In the first, it seems like the main interest is the foreground. Perhaps better light on that and a tad of separation might work?
The second I quite like, but the flower is badly blown; I guess it's over exposed and the information all lost. For digital "expose to the right" seems the rule, ie make the exposure so the histogram almost (but not quite) touches the right hand edge. Here I think you've exposed beyond the right, and the histogram would have shown a pile of over-exposed pixels. Nevertheless, I like the interaction between the in-focus flower and the out of focus background on this one.
No3... too central left to right, and the sign too low in the frame?
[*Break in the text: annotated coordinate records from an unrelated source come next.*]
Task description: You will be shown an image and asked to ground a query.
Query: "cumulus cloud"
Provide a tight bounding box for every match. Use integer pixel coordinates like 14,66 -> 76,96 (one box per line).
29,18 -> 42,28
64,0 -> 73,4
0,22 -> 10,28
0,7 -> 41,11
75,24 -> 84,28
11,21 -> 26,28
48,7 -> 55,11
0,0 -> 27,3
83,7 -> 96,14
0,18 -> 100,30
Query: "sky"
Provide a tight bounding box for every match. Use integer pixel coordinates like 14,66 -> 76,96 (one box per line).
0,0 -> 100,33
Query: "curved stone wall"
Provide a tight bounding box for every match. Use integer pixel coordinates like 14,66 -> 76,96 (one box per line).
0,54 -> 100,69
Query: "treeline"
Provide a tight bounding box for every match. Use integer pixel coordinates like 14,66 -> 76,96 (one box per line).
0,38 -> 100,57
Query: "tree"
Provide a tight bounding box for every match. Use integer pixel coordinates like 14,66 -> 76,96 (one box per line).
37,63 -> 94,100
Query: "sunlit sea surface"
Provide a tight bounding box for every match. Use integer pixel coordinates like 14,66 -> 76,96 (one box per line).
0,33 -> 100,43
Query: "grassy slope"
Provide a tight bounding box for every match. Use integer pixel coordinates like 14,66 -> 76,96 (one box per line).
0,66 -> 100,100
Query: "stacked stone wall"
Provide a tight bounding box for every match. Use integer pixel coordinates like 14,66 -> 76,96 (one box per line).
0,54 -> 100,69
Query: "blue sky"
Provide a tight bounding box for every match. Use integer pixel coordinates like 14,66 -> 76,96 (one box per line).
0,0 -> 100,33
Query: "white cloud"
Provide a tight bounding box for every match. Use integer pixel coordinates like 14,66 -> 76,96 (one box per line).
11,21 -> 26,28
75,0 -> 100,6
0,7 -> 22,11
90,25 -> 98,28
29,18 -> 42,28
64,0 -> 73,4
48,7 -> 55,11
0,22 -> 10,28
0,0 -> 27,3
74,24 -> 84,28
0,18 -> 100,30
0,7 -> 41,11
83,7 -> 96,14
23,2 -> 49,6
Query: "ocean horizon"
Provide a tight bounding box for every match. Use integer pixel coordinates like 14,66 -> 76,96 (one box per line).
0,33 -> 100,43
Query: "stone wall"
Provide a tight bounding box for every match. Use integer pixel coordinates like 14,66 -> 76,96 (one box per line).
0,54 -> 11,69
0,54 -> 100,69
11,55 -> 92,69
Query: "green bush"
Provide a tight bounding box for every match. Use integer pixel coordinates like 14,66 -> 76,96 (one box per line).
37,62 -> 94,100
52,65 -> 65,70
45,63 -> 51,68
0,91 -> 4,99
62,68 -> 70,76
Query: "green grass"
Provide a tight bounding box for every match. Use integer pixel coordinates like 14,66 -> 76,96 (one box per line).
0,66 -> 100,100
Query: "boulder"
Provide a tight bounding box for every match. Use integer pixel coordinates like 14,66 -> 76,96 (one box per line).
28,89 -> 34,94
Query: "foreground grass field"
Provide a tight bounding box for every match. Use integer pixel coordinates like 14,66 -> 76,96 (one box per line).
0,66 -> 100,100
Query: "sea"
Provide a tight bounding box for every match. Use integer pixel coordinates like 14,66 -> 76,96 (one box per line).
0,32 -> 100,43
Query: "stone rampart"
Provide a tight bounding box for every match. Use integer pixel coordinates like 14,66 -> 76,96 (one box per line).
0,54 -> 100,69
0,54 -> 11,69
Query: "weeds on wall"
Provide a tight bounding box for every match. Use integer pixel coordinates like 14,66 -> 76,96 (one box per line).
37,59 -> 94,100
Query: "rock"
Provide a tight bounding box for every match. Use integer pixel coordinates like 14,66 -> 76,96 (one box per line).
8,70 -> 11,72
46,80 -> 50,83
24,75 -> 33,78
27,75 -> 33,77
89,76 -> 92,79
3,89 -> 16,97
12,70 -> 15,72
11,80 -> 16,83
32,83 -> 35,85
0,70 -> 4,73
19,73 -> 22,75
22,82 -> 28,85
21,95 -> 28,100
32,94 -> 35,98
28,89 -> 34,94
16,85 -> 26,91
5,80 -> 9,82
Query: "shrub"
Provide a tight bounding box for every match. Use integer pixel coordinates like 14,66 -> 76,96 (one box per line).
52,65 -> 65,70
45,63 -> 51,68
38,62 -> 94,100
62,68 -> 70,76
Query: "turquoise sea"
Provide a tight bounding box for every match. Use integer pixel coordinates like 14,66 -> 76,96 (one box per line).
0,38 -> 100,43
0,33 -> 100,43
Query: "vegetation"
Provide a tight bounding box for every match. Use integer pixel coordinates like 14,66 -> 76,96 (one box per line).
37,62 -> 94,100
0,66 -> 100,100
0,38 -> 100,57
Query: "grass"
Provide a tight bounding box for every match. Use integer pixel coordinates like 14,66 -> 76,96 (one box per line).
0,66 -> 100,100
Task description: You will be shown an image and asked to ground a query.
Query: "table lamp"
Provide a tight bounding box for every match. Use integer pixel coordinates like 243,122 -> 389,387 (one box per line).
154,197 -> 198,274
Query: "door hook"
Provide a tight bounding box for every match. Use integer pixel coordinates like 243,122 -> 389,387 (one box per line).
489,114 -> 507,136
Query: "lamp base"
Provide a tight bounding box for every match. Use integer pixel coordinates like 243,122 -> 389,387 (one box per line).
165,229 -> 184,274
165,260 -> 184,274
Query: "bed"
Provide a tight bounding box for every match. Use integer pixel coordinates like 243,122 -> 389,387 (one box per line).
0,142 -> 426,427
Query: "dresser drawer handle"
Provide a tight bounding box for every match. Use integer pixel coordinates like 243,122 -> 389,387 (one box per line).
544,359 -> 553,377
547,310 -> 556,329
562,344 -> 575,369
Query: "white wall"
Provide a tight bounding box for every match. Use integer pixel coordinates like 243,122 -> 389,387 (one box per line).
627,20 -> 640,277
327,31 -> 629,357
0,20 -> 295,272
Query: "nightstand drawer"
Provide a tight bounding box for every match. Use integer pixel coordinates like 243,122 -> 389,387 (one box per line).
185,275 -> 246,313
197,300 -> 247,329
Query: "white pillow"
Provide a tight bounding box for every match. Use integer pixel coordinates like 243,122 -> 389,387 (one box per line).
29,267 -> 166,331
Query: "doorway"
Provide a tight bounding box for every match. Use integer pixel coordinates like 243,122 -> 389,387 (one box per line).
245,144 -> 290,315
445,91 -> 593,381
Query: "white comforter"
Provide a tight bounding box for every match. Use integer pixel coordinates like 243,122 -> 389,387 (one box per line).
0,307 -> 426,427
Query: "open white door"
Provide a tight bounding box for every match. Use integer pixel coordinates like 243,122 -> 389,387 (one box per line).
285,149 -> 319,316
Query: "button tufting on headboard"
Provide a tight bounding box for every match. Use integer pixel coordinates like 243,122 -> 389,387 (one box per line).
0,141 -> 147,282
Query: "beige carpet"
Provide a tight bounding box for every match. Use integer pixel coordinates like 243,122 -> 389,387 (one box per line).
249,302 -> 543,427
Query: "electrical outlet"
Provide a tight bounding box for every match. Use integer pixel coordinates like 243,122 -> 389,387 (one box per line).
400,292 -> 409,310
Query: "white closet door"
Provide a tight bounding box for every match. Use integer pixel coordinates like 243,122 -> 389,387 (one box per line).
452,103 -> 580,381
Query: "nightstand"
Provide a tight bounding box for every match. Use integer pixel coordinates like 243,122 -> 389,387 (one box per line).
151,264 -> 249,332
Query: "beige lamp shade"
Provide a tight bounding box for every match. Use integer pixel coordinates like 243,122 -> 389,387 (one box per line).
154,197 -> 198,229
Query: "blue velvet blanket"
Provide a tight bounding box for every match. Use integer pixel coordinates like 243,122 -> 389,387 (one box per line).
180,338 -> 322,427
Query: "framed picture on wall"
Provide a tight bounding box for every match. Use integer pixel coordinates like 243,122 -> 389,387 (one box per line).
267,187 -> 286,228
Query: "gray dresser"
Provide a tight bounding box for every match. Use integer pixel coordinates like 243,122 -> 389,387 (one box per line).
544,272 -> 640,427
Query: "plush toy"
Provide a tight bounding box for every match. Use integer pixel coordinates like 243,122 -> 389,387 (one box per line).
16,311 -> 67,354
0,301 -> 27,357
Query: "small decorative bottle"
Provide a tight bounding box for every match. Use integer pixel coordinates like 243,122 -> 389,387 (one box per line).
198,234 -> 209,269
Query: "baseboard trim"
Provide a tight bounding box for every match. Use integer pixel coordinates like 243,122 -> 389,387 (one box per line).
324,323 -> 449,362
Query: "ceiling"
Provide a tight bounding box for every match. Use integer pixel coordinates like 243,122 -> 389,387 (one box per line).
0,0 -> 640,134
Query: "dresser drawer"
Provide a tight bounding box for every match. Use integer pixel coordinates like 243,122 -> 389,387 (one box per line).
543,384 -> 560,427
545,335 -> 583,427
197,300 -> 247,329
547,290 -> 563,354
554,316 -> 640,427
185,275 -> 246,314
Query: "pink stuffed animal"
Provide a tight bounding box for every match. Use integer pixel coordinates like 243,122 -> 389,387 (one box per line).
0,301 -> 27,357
The twigs or whatever bottom right suggest why you might have framed it this way (also to get the birds a reasonable size), but I don't think it's worked out.
No 4 maybe works out best of the set. The figure is perhaps a bit close to the bottom though nicely place left to right; I'd suggest experimenting with a crop that left out some of the left and some of the top, which would make the white wash area more prominent. That might work to bring the eye back to the lonely figure, rather than getting a bit lost in the blue lines in the top half as now. But there's a nice atmosphere and good colours.
Not sure no 5 works at all, although the diagonal nature of the beach and waves should offer some potential. It's all a bit parallel. The kids' footprints enter from bottom right, not a natural lead-in point for the eye. They look like kids having fun, which is nice.
But in the end, these are your shots, and if they do what you want, that's all that counts. The vision that can see no 2 and no 4 is worth nurturing, though!